Données brutes téléchargeables
L'intégralité des 634 questions classées, avec leur année, leur numéro, leur section et leur thème est disponible en CSV pour les journalistes, chercheurs et prépas qui souhaiteraient reproduire ou affiner l'analyse :
- dgfip-qcm-classified-2013-2024.csv (634 lignes, ~140 Ko)
- dgfip-qcm-summary-2013-2024.json (agrégats par thème et par année)
Les fichiers source (annales PDF DGFIP 2013-2024) sont librement disponibles sur le portail officiel du ministère de l'Économie. Cette étude est publiée sous licence CC BY 4.0 — réutilisation libre avec attribution à ConcoursFonctionnaire.fr.
Méthodologie détaillée
Corpus : 71 documents PDF téléchargés depuis le portail DGFIP en mai 2026, dont 12 QCM de pré-admissibilité (années 2013 à 2024).
Extraction : texte extrait avec PyMuPDF pour 8 années ; reconnaissance optique de caractères Tesseract (langue française) pour les 4 années dont le PDF est scanné (2013, 2014, 2023, 2024).

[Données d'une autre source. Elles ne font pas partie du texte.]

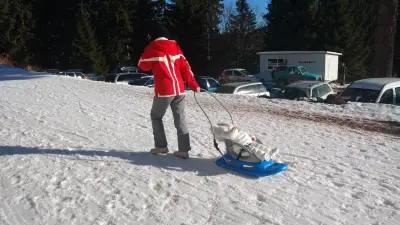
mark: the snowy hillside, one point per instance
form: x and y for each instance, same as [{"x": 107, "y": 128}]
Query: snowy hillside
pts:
[{"x": 75, "y": 151}]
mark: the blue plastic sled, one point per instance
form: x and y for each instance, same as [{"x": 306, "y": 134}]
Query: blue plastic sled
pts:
[{"x": 260, "y": 169}]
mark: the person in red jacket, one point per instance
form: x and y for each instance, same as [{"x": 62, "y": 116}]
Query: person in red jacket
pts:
[{"x": 172, "y": 72}]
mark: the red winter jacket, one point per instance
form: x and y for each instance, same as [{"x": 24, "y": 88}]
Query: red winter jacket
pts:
[{"x": 170, "y": 68}]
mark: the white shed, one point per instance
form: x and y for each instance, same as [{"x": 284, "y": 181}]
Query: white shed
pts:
[{"x": 321, "y": 62}]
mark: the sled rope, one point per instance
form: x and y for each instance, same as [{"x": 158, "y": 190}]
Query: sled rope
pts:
[{"x": 208, "y": 118}]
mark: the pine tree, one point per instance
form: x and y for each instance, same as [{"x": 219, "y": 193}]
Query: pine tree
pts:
[
  {"x": 88, "y": 53},
  {"x": 345, "y": 26},
  {"x": 396, "y": 60},
  {"x": 290, "y": 25},
  {"x": 16, "y": 25},
  {"x": 242, "y": 28},
  {"x": 385, "y": 37},
  {"x": 54, "y": 32},
  {"x": 195, "y": 23},
  {"x": 114, "y": 30}
]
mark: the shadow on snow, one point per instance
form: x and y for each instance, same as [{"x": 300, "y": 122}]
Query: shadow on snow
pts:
[{"x": 200, "y": 166}]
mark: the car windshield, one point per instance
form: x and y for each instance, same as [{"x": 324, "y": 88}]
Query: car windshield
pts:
[
  {"x": 360, "y": 95},
  {"x": 244, "y": 72},
  {"x": 129, "y": 77},
  {"x": 294, "y": 92},
  {"x": 213, "y": 83},
  {"x": 226, "y": 89},
  {"x": 251, "y": 89},
  {"x": 321, "y": 90}
]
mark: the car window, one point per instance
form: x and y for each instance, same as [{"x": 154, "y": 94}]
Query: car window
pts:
[
  {"x": 243, "y": 72},
  {"x": 387, "y": 97},
  {"x": 226, "y": 89},
  {"x": 128, "y": 77},
  {"x": 397, "y": 90},
  {"x": 321, "y": 90},
  {"x": 251, "y": 89},
  {"x": 228, "y": 72},
  {"x": 236, "y": 73},
  {"x": 293, "y": 93},
  {"x": 203, "y": 83},
  {"x": 360, "y": 95},
  {"x": 213, "y": 83}
]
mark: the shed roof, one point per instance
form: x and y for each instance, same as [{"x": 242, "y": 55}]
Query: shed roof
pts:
[
  {"x": 298, "y": 52},
  {"x": 374, "y": 83}
]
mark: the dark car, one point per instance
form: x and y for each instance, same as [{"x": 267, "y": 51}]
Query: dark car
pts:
[
  {"x": 125, "y": 78},
  {"x": 143, "y": 81},
  {"x": 207, "y": 83},
  {"x": 308, "y": 90},
  {"x": 244, "y": 88}
]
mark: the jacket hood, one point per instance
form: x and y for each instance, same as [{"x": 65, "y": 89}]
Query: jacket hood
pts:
[{"x": 164, "y": 45}]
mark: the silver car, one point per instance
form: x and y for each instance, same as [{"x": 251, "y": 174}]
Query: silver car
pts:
[
  {"x": 374, "y": 90},
  {"x": 244, "y": 88}
]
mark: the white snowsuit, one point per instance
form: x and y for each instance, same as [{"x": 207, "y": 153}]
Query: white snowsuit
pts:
[{"x": 224, "y": 131}]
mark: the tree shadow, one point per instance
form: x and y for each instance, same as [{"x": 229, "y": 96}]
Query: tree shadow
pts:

Segmentation : les questions sont détectées par le marqueur « Qn » ou « Q. n » en début de ligne. Chaque question est isolée avec son énoncé et ses choix. Sur 648 questions nominales (12 × 54), 634 questions uniques ont été extraites sans ambiguïté. Les 14 pertes correspondent à des artefacts de fusion (deux questions collées faute de saut de ligne net) et sont réparties uniformément sur la période.
Classification : chaque question a été lue et classée manuellement dans l'un des 27 thèmes de la taxonomie, sur la base de l'énoncé (pas des choix, pas de la difficulté). Le classement se base sur la matière testée. Zéro question non classée.
Limites : (1) la taxonomie est faite a posteriori, elle ne prétend pas correspondre à un référentiel officiel ; (2) certaines questions se rattachent à plusieurs thèmes (ex. : citation d'un philosophe = littérature ou histoire des idées ?) — dans ces cas nous avons privilégié le thème dominant de l'énoncé ; (3) les 14 questions non extraites ne modifient pas la hiérarchie des thèmes.
En résumé
Ce concours a été présenté pendant 12 ans comme celui des Finances Publiques. La donnée montre qu'il testait surtout la culture générale d'un bon bachelier français, avec une orientation nettement lettres (littérature, art, orthographe = ~30 % du QCM cumulé), pas chiffres. La fiscalité et l'économie n'y occupaient que 2,4 % des questions. La réforme 2026, en remplaçant le QCM par un dossier documentaire, replace enfin la finance publique au centre du concours des finances publiques.
Pour les concours de catégorie B ou C qui conservent un format QCM (Adjoint administratif, Gardien de la paix, ATSEM, Contrôleur des douanes…), les proportions observées ici constituent un excellent modèle de ce que la fonction publique française considère comme « culture générale attendue » d'un fonctionnaire de niveau bac à bac+2. Utilisez-les pour arbitrer votre temps de préparation.